Ingredients
- 1 cup butter, melted and cooled
- 2 Tbsp vegetable oil
- 1 1/4 cups sugar
- 1 cup packed brown sugar
- 4 eggs, at room temperature
- 1 Tbsp vanilla
- 3/4 tsp salt
- 1 cup flour
- 1 cup unsweetened cocoa powder
- 7 oz roughly chopped semi-sweet chocolate or semi-sweet chocolate chunks
Instructions
- Preheat oven to 350 degrees.
- Lightly grease an 8×12-inch baking pan* with cooking oil spray. Line with parchment paper (or baking paper); set aside.
- In another bowl, sift the flour, cocoa powder and salt.

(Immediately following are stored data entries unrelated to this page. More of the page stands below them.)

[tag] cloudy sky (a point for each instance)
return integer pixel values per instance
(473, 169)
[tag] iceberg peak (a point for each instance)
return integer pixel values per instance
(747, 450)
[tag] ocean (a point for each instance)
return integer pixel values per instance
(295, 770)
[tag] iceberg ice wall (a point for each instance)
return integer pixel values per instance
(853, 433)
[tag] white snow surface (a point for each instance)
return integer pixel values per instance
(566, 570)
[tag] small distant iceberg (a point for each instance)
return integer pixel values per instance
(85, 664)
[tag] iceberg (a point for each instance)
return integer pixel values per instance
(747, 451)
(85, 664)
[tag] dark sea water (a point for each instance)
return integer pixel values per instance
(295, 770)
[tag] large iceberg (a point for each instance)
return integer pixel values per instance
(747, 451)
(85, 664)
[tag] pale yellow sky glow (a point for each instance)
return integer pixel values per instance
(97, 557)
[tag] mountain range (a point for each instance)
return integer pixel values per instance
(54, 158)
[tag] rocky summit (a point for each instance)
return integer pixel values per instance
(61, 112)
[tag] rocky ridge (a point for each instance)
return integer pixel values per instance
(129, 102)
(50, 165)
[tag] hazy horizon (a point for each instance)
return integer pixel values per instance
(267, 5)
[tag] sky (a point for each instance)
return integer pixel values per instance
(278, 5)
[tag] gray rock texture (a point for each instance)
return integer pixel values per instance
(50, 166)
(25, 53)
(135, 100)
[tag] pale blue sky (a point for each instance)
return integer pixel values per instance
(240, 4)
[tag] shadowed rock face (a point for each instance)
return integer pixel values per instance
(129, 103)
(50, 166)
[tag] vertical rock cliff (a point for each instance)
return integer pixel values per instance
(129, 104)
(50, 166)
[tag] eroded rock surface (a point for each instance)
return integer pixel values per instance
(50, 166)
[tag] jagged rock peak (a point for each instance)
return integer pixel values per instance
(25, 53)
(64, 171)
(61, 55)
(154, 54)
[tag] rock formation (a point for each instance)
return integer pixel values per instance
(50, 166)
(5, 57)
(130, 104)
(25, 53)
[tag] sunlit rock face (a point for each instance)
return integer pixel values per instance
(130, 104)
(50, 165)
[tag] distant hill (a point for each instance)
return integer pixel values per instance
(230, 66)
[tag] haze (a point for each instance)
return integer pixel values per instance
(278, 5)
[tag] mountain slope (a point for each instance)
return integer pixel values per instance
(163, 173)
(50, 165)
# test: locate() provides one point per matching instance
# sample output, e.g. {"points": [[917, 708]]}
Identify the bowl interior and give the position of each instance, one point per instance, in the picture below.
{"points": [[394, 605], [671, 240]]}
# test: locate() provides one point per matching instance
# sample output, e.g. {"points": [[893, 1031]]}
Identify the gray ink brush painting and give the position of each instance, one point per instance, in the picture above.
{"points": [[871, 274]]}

Gently fold the dry ingredients into the wet ingredients until JUST combined (do NOT over combine).
- Fold in 3/4 of the chocolate pieces. Pour batter into prepared pan, smoothing the top out evenly, and then sprinkle with remaining chocolate pieces.
- Bake at 350 degrees for 25-35 minutes for just under-done brownies (until the center of the brownies no longer jiggle).
- Allow to cool in the pan for 15-20 minutes. Then carefully remove them out of the pan and allow to cool to room temperature before slicing into 16 brownies.